The principle now about to be applied belongs to this latter class. It is the most luminous principle ever employed in the interpretation of the phenomena of society. This principle is that the intellectual life of a people is determined by its mode of wealth production and the social classes arising therefrom.
Jean Lamarck, the first great modern apostle of evolution, died in poverty because he advocated a theory that appeared to contradict the interests of the ruling class of his time. He had against him all that survived of feudal interests, which was intensely theological, and although his theory really favored the bourgeoisie, that class was not yet aware of it.
Cuvier was the lion of that day, for he managed the remarkable feat of adapting science to the ideas, not only of the increasing bourgeoisie, but also of the diminishing feudal power. He pleased the feudal regime, such of it as remained, by denying evolution, and endorsing its theology. This made his theories welcome also among those shrewd early capitalists, as the English, who realized more quickly than their fellows, that religious belief might constitute as great a prop for one ruling class at it had already been for another.
But in his capacity of scientific reflection of the class interest of his masters, Cuvier’s masterpiece was his “cataclysmic theory.” According to this theory, organisms were not the result of evolution, but they were now just as when they issued from the hands of the Creator. The difference between existing forms, and those creatures whose story is preserved in the rocks, was explained by a series of cataclysms or catastrophes by which, at certain widely separated periods, all living forms were destroyed, and a completely new stock was created to take their places.

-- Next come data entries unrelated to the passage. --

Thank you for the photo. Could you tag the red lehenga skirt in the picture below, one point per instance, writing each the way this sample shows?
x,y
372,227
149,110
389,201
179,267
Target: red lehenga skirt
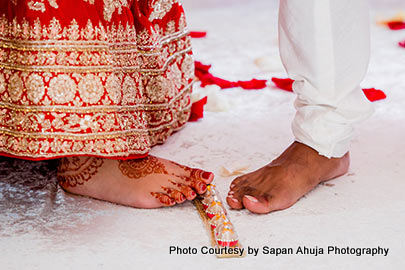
x,y
106,78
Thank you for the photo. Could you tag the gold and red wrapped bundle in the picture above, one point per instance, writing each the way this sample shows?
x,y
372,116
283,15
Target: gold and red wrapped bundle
x,y
219,227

It would be impossible to conceive a better scientific justification of the French revolution than Cuvier’s theory presented. For many decades before that event these rising commercialists had groaned under the yoke of feudal dues and feudal restraints of trade. Nothing could be more to their wishes than a sudden social “cataclysm” that would destroy the feudal system with its trade despising and plundering nobility, and exalt its own trading class to fill the vacancy. And when this had been accomplished, and that same nobility had been sent to the guillotine, it was great consolation to have on Cuvier’s authority, that this method of sudden violence had no less a precedent than the methods of the Almighty in suddenly destroying the living things in his own universe.